The room was silent. The only sound was the hum of the air purifier.
"A one-in-four chance," Karlman said, his voice strained, a man grasping at odds. "So... a 75% chance of a healthy child. The odds are still in our favor. We can try."
"That's the other complication," Dr. Aris said, and her gaze was full of a pity that made Eunice's skin crawl. "This specific genetic pairing... Vesper's... it's extremely rare. It seems to also create a high-level immune response. Your body, Eunice... it would very likely identify any pregnancy—even a healthy one—as a foreign threat. Your immune system is... for lack of a better word... too efficient. It would be incredibly difficult to conceive naturally. And even more difficult to carry any pregnancy to term."
She let the words land.
"The medical advice," Dr. Aris continued softly, "if you are set on having a biological family, would be to pursue IVF immediately. We would have to create embryos, genetically screen them all for Vesper's, and then... attempt implantation of a healthy one. But given your immune response... even then, the chances of a successful implantation are... highly unlikely."
They walked out of the clinic into the bright, stupidly sunny afternoon. The city was a cacophony of taxis and chatter, but they were encased in a thick, soundproof bell jar of silence.
They had defied their families. They had defied their churches. They had defied the law and walked away from a fortune. All of it. They had won.
And here, in a sterile clinic, a kind woman had just told them that their very biology, the genes that made them who they were, had rejected their union, too.

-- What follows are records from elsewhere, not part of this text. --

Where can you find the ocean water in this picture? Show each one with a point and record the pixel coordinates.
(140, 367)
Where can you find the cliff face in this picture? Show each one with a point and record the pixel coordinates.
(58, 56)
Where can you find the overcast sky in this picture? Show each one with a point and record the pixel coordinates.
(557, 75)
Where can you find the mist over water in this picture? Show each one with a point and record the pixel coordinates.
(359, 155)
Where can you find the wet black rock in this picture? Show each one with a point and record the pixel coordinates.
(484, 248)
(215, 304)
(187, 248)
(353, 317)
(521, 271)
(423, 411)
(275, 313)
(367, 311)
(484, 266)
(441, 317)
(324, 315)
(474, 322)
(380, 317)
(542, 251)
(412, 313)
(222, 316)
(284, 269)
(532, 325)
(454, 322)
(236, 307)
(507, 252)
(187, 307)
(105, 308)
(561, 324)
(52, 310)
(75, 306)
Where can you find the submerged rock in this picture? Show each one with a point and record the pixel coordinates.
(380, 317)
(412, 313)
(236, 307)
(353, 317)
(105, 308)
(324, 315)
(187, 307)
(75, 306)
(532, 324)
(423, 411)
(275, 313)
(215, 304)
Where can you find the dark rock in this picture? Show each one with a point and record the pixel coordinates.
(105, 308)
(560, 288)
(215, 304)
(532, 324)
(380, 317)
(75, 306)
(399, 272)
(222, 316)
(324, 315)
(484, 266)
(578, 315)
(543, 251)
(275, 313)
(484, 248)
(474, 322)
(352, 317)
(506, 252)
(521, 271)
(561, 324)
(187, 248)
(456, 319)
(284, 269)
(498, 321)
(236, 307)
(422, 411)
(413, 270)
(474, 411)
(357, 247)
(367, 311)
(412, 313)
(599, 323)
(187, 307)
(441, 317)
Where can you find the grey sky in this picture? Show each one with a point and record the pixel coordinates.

They got into the car. Eunice stared straight ahead at the traffic. Karlman put his hands on the steering wheel but didn't start the engine.
"Highly unlikely," Eunice whispered. Her voice was dead.
"It's not zero," Karlman said, but the 'A-type' certainty was gone. He sounded like a child. "It's not zero, Eunice."
She turned to him, her eyes empty of all their fire. "They were right."
"What? Who? The doctor?"
"All of them," she said, a dry, terrible laugh catching in her throat. "My parents. Your father. The ministers. The lawyers. They all said it. The union is unsuitable. It's flawed. It's against nature. It's... cursed."
She finally broke. The strategist, the ice queen, the woman who had faced down her entire world, put her face in her hands and wept. This was the one enemy they couldn't outsmart. The one fight they couldn't win. This was the one that would break them.